Rédaction Africa Links 24 with Ethan van Diemen
Published on 2024-03-01 12:09:55
An independent assessment of Eskom’s operational situation at its fleet of coal-fired power stations had been kept confidential until its release on Friday, 1 March. The assessment, conducted by the VGBE energy association and appointed by the National Treasury in early 2023, revealed significant issues within Eskom’s management system that were hindering the performance of the coal fleet. Despite Eskom having a maintenance budget for its coal fleet that exceeded international benchmarks, the Energy Availability Factor (EAF) was found to be significantly lower due to a “dysfunctional and too complex” management system.
The report found that by addressing the defects in the plants and implementing prudent operation and maintenance practices, up to six stages of load shedding could be avoided. The report highlighted that the unavailable capacity at the time of assessment corresponded to financial losses of about R152 billion per year, not factoring in the cost of diesel used as backup. The main objective of the assessment was to determine the reasons for the low EAF of the coal fleet and develop measures to improve the situation.
One of the main findings of the report was that the management system at Eskom was dysfunctional and overly complex, leading to inefficiencies and a lack of accountability. Decision-making processes were opaque, with too many layers of bureaucracy and committees, hindering the ability of plant management to focus on reliable operation and maintenance. The report emphasized that the quality of operations and maintenance had suffered due to a lack of ownership, leadership, and training, as well as high staff turnover.
The report suggested that a focus on EAF alone was insufficient and could lead to poorer plant performance in the long run. It recommended that operation and maintenance practices be improved and conducted according to industry standards. The report also highlighted the need for a simplified procurement process to ensure timely provision of spare parts and qualified services by third parties. It stressed the importance of executing proper maintenance and outage work to avoid further technical deterioration of the plants.
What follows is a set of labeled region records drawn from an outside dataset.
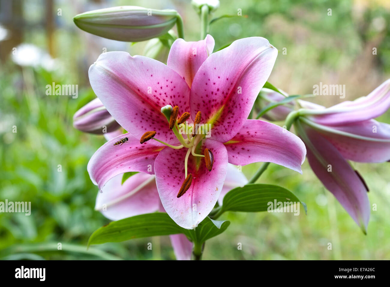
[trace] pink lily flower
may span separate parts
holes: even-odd
[[[269,104],[270,103],[280,102],[288,96],[287,93],[279,89],[281,93],[278,93],[273,90],[267,88],[263,88],[260,91],[260,96],[258,98],[255,106],[259,110]],[[295,103],[294,101],[290,102],[284,105],[281,105],[270,110],[263,115],[262,118],[268,121],[284,121],[289,114],[294,111]]]
[[[90,134],[110,133],[121,127],[98,98],[91,101],[76,112],[73,120],[73,127]]]
[[[129,132],[91,158],[88,170],[92,182],[101,189],[127,171],[155,174],[165,210],[188,229],[215,205],[228,162],[269,162],[301,173],[306,154],[293,134],[246,119],[271,73],[277,49],[261,37],[238,40],[211,53],[214,45],[209,35],[197,42],[178,39],[167,65],[124,52],[105,53],[89,71],[98,98]],[[168,105],[174,107],[170,110]],[[203,125],[182,134],[186,119]],[[121,137],[125,143],[113,145]]]
[[[96,197],[95,210],[112,220],[119,220],[131,216],[159,211],[165,212],[156,185],[155,176],[144,173],[134,175],[122,184],[122,175],[114,177],[105,185]],[[227,177],[218,199],[230,190],[243,186],[248,182],[245,176],[237,167],[229,164]],[[192,243],[183,234],[170,235],[174,251],[178,260],[190,260]]]
[[[390,160],[390,125],[372,119],[390,107],[390,79],[368,96],[330,108],[299,100],[297,132],[317,177],[363,232],[370,217],[368,188],[347,160]]]

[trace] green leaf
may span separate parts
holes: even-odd
[[[289,191],[278,185],[259,184],[247,184],[229,191],[223,198],[221,211],[266,211],[271,207],[268,203],[274,205],[275,200],[277,202],[300,202],[307,214],[306,204]]]
[[[285,96],[285,95],[283,94],[282,92],[279,90],[279,89],[273,85],[271,84],[269,82],[266,82],[266,83],[264,84],[264,86],[263,86],[263,88],[267,88],[267,89],[269,89],[271,90],[273,90],[275,92],[277,92],[280,94],[281,94],[283,95],[284,96]]]
[[[122,176],[122,184],[123,184],[123,183],[126,181],[126,180],[131,176],[132,175],[134,175],[136,173],[138,173],[138,171],[129,171],[129,172],[125,173],[124,173],[123,176]]]
[[[207,217],[198,225],[195,230],[187,230],[184,234],[193,242],[200,245],[211,237],[223,232],[230,225],[230,221],[213,220]]]
[[[100,227],[92,234],[88,245],[178,233],[185,234],[188,231],[176,224],[167,213],[148,213],[112,221]]]

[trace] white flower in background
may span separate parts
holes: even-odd
[[[8,39],[8,30],[0,25],[0,42]]]
[[[11,59],[16,64],[23,67],[41,67],[47,71],[55,69],[57,60],[46,52],[32,44],[23,43],[13,51]]]

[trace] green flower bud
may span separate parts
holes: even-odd
[[[89,11],[76,15],[76,26],[92,34],[112,40],[140,42],[160,37],[176,23],[176,10],[122,6]]]
[[[166,63],[170,46],[177,37],[173,30],[170,30],[165,35],[167,36],[153,38],[148,41],[144,50],[144,55]]]

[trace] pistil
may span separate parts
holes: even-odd
[[[188,190],[190,187],[191,186],[191,183],[192,182],[192,175],[191,173],[186,177],[186,179],[181,185],[181,187],[179,191],[179,193],[177,194],[177,197],[178,198],[182,195],[186,193],[186,192]]]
The report recommended immediate and urgent intervention to address the issues within Eskom’s management system and improve plant performance. It suggested engaging an interim external expert team to work directly with plant management and intervene in key risk areas if necessary. The report urged the allocation of appropriate budgets to support these interventions, emphasizing that the financial losses resulting from the current situation justified significant investments in plant maintenance and reliability.
The findings of the assessment will be incorporated into Eskom’s 2024/25 Corporate Plan as part of the conditions attached to the R254 billion debt relief arrangement for Eskom. The report reflects Eskom’s operational situation during the period of the technical assessment, which took place between March and May 2023. The National Treasury emphasized the importance of addressing the issues identified in the report to improve the overall operational performance of Eskom’s coal fleet and mitigate financial losses.